Part of that process was coming to grips with his anxiety, something reflected in the song “Through My Hands.” Caudle would find himself easily derailed by disappointment and worry, but rather than weaving that into a dark, brooding tune, he decided instead to craft a pretty little personal hymn:
But I’ve been running out of space
Living with mistakes
Not seeing who I’ve grown into
Along with a song like “Better Hurry Up,” the title track from his last record (ND review), it is a nightly reassurance to keep taking care of himself, to leave room to breathe. “When I’m singing them, it’s a reminder to myself that you can’t just sing about this,” he says. “You have to be about this, too.”
Renewed Connection
At this point, it’s safe to say Caudle’s spark has been reignited and Forsythia will be far from the last record he makes. On a recent trip back to Nashville, he had the chance to play “Shattered Glass,” a new song he wrote about that 2020 East Nashville tornado and its devastating aftermath. Allison Russell was in the audience and told him how much she liked it. Being back in front of a crowd, in the company of fellow artists he reveres, doing the thing he loves most filled Caudle’s cup to the brim.
“I just felt this tingly feeling when I played it, it was overwhelming. It kind of put me back in the place where I was when I wrote it,” he says. “I’ve just desperately missed this connection between listener and the song, what a song can mean to all parties involved.”

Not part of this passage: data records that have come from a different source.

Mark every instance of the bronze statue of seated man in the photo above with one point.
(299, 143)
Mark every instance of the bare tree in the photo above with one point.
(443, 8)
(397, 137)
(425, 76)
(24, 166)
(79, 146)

More than ever, he knows that while the road ahead is winding and unpredictable, it’s the one he was born to walk. “Everything now is just way more thoughtful, it’s more deliberate. It’s not this open-ended thing where I just do whatever and see what sticks. I’m gonna do this because this is the thing that makes me happy … and just try to keep it simple. Just not fussy,” he says. “I do feel enlightened … For a long time, it was just so open-ended and that’s a really scary place for me to be in because you never feel like it’s enough.”
For now, Forsythia will be enough. A timeless beauty crafted alongside some of Caudle’s heroes, it would have been a hell of a final record. And maybe there’s something to the idea of making each one like there won’t be another. For Caudle, it lit a fire he wants to keep roaring.
“You never know when it could be the last.”
Caleb Caudle’s Forsythia is out Oct. 7 on Soundly Music.